So lady friend keeps digging through my boxes of old drafts and she happened upon this one opening that used to be the opening I wanted for this project but I decided it was just too much and too confusing and too grandiose. She disagreed and said it would get everyone's attention immediately. Feel free to tell me your thoughts, either way.
I'm posting this video version of the song because the girl's dancing is ridiculous, but also kind of the reaction I was looking for - a song you've never heard of and yet you just kinda like it and you don't know why.
Before the audience meets or even sees any character, the camera would fade from black into this:
So the camera fades into a panoramic view of another galaxy, one unknown.
It's an enormous static shot filled with oddly colored planets, stars, suns, meteors, all of which is animated in a semi-childlike way.
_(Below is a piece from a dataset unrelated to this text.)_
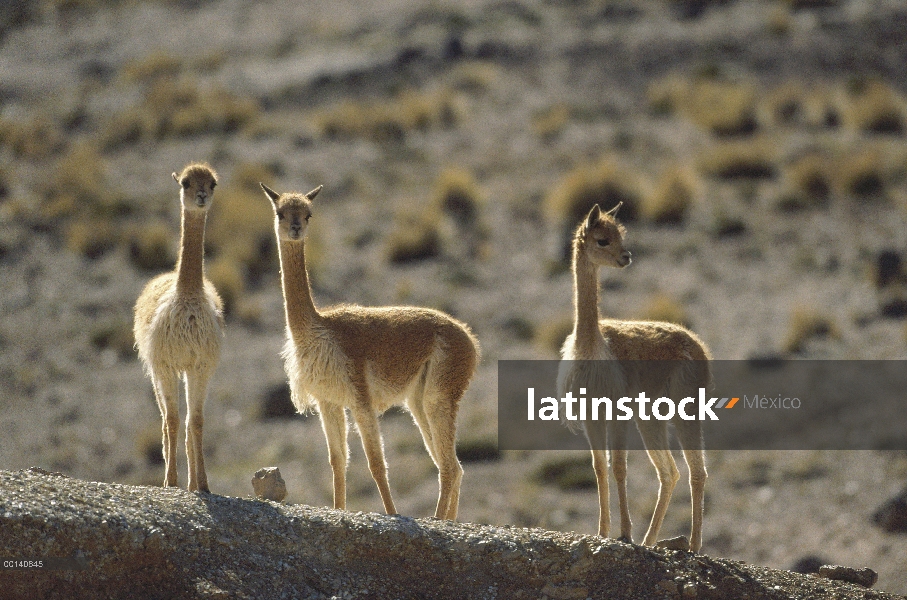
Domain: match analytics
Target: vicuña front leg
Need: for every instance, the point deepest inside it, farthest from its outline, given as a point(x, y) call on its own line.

It is a gigantic shot where an obviously great distance is between the "front" and “back” of the screen.
The scene is most colorful in the center. But a black speck keeps coming closer and slowly starts swallowing more and more of the screen.
A ship flies into the monolith but comes out the other side, as though it were only passing behind it. As it gets closer, the audience can see that it's spinning. It's reminiscent of the monolith in 2001. It gradually keeps coming closer to the screen.
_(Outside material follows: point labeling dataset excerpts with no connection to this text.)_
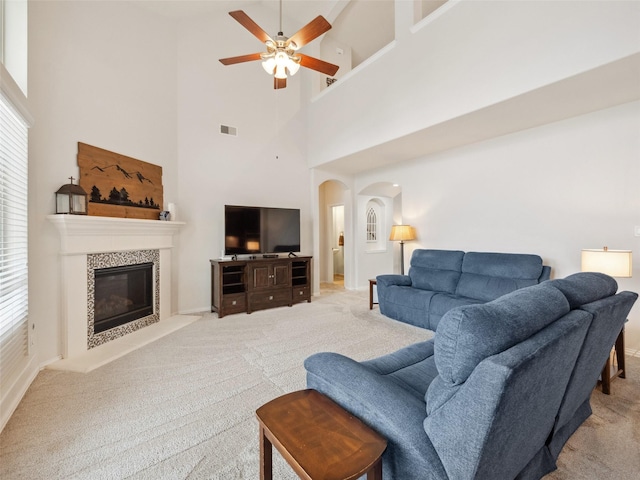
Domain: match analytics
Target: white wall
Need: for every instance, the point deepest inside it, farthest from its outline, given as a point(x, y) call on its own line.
point(103, 73)
point(467, 56)
point(553, 191)
point(265, 165)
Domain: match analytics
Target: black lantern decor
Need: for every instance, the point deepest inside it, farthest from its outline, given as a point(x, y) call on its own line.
point(71, 199)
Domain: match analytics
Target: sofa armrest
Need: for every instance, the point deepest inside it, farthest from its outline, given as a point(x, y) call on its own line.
point(393, 279)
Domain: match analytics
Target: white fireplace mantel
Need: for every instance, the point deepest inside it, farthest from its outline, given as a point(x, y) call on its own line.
point(81, 235)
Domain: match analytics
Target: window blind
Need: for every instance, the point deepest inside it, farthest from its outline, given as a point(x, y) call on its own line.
point(13, 241)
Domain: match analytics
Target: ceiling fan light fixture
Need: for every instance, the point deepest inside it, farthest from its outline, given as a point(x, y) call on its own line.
point(293, 64)
point(269, 64)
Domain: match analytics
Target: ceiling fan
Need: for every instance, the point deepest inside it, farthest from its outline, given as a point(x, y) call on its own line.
point(281, 58)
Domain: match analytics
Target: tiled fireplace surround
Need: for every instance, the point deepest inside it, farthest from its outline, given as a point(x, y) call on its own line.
point(118, 241)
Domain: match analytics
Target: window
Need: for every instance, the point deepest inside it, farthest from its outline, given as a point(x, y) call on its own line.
point(13, 240)
point(372, 225)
The vibe is slow, moody, strange.
Halfway through the song, it's close enough that the audience can see it's a coffin. Not animated in a childlike way. The camera still does not move. The space coffin keeps getting closer and closer, spinning gracefully.
Near the end of "Bad News From The Stars," when the track seems to be over, the coffin finally engulfs the screen into blackness aggressively, as though the point of its trip across the void was to absorb the camera / viewer.
The screen goes to black.
The sound of a giant spacecraft is passing over directly overhead. It is loud enough to make the theater seem to shake. While in blackness, the audience hears the last words of the song, but they are intensified and reverberate. There is silence and blackness remains.
The idea was to make the audience wonder what the fuck was going on - as in watching the intro to Eraserhead by David Lynch ... but not alienating them. It's difficult to surprise an audience these days without gimmicks or making them decide to just watch reruns of The Office instead.
The pay off would be at the end of the movie, when the scene basically plays in reverse and leads into the credits.